На миг закрываю глаза и вижу режущий белый свет флюоресцентных ламп. Вспоминаю, как мне почудился рёв океана под окнами лабораторного комплекса и пробившиеся ко мне сквозь годы крики моей матери. Открыв глаза, обнаруживаю, что Алекс по‑прежнему внимательно смотрит на меня.
– Словом, я понятия не имел, что творится. Думал... не знаю, глупо как‑то... думал, что, может, на лаборатории кто‑то напал или что‑то в этом роде... Ну вот, стою там, и вдруг откуда ни возьмись – вообразить только – сотня коров, и все – прямо на меня! – Алекс пожимает плечами. – Вижу – слева лестница, куда, зачем – не знаю. А, была – не была, валю на эту лестницу, соображаю, что бурёнки вроде по ступенькам лазить не любят... – снова улыбка, на этот раз мимолётная, неуверенная. – Вот так и угодил на обзорную галерею.
Отличное, резонное объяснение. Вздыхаю с облегчением – теперь я меньше боюсь этого парня. Но вот странно – что‑то у меня в груди начинает ныть, появляется какое‑то непонятное чувство... Разочарование, что ли. И ещё. Некоторая часть меня упрямо продолжает сомневаться. Я же помню его там, на галерее: голова запрокинута, хохочет от души и вдруг – подмигивает мне! Он выглядел таким раскрепощённым, уверенным, счастливым... и ничего не боящимся.
«Мир без страха».
– Значит, ты ничего не знаешь о том, как... как такое могло случиться? – Сама себе не верю, что так вдруг осмелела.

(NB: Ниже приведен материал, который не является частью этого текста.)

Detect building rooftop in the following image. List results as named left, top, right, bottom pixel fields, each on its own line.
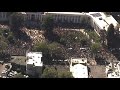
left=70, top=58, right=88, bottom=78
left=71, top=64, right=88, bottom=78
left=88, top=12, right=118, bottom=31
left=26, top=52, right=43, bottom=66
left=45, top=12, right=86, bottom=15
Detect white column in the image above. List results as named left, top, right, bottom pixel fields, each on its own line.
left=38, top=15, right=40, bottom=20
left=29, top=14, right=31, bottom=20
left=76, top=16, right=78, bottom=23
left=54, top=15, right=56, bottom=21
left=73, top=16, right=75, bottom=23
left=74, top=16, right=76, bottom=23
left=68, top=16, right=70, bottom=23
left=2, top=12, right=3, bottom=19
left=35, top=14, right=37, bottom=20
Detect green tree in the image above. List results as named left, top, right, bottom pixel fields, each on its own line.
left=88, top=31, right=100, bottom=43
left=7, top=34, right=14, bottom=44
left=80, top=38, right=88, bottom=47
left=91, top=43, right=101, bottom=54
left=58, top=71, right=73, bottom=78
left=33, top=42, right=52, bottom=64
left=42, top=16, right=54, bottom=32
left=42, top=67, right=58, bottom=78
left=33, top=42, right=49, bottom=53
left=10, top=12, right=24, bottom=30
left=0, top=41, right=8, bottom=51
left=42, top=16, right=55, bottom=41
left=60, top=31, right=88, bottom=46
left=107, top=24, right=115, bottom=47
left=13, top=73, right=26, bottom=78
left=10, top=12, right=24, bottom=39
left=48, top=42, right=67, bottom=61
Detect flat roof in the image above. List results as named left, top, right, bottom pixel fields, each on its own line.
left=105, top=16, right=118, bottom=27
left=72, top=64, right=88, bottom=78
left=88, top=12, right=118, bottom=30
left=26, top=52, right=43, bottom=66
left=45, top=12, right=86, bottom=15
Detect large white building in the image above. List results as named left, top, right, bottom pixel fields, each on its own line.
left=0, top=12, right=119, bottom=36
left=20, top=12, right=119, bottom=34
left=26, top=52, right=43, bottom=77
left=70, top=58, right=88, bottom=78
left=87, top=12, right=118, bottom=35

Сжимаю‑разжимаю кулаки, молясь про себя, чтобы он не заметил, в каком я смятении.
– Имеешь в виду путаницу с грузами? – Он произносит эти слова так гладко, без запинки, что мои последние сомнения испаряются. Как и всякий Исцелённый, он не сомневается в истинности официальной версии. – В тот день приёмом грузов занимался другой человек, мой коллега Сэл. Его уволили. И поделом – положено проверять груз – проверяй. А он, должно быть, хлопнул ушами. – Алекс наклоняет голову набок и разводит руками в стороны. – Ну как, довольна?
– Довольна, – отвечаю. Но в груди всё равно сидит какая‑то заноза. Если раньше этим вечером мне отчаянно хотелось вырваться из дому, то теперь вот бы было здорово, если бы я вдруг очнулась в своей постели, и оказалось, что я просто сижу, выпрастываю ноги из‑под одеяла, и ничего этого не случилось – ни вечеринки с музыкой, ни Алекса, всё это было лишь сном...

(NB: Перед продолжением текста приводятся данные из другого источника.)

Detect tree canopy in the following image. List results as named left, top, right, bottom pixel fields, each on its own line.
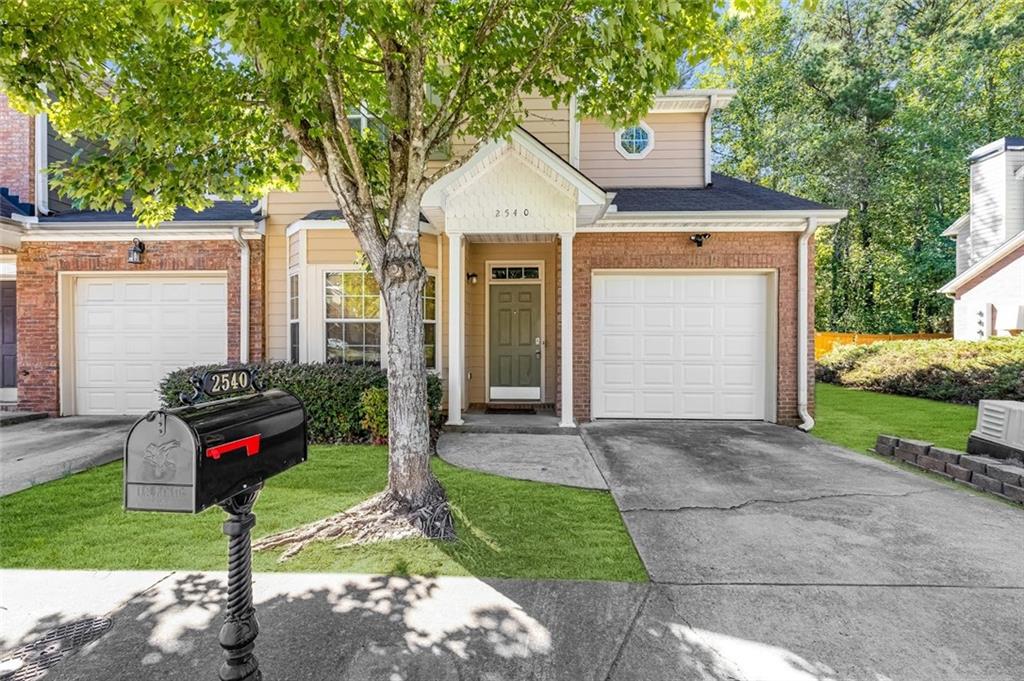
left=701, top=0, right=1024, bottom=333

– Так что? – спрашивает он и мотает головой в сторону амбара. – Думаешь, мы теперь можем подойти поближе, и нас не растопчут в лепёшку?
Музыка теперь звучит чересчур громко, в быстром темпе. Не понимаю, что в ней так привлекало меня раньше. Ведь это же просто шум – беспорядочный хаос звуков.
Стараюсь не обращать внимания на тот факт, что он только что сказал «мы». Это слово, произнесённое характерным для Алекса мелодичным, подсмеивающимся тоном, звучит невероятно подкупающе.
– Вообще‑то, я как раз направлялась домой, – заявляю я и внезапно осознаю, что сердита на него, сама не понимая толком, за что. Наверно, за то, что он оказался не тем, кем я думала, хотя мне, скорее, следовало бы благодарить судьбу за то, что он – совершенно нормальный, Исцелённый, и с ним я в безопасности.
– Как это – домой? – говорит он, словно не веря своим ушам. – Ты не можешь вот так взять и уйти!
Я всегда старалась не поддаваться злости или раздражению – просто не имею на них права в доме Кэрол. Я слишком многим ей обязана, и к тому же, после нескольких истерик, устроенных мною в раннем детстве, терпеть не могу то, как она потом неделями смотрит на меня – искоса, будто анализируя, оценивая... Наверняка она думает: «Вся в свою мать». Но в этот раз я не сдерживаюсь, даю волю гневу. Мне осточертели люди, ведущие себя так, словно этот мир, этот «другой» мир – настоящий, нормальный, а я – какой‑то выродок. Разве это справедливо? Как будто все правила вдруг разом изменились, а мне об этом позабыли сообщить.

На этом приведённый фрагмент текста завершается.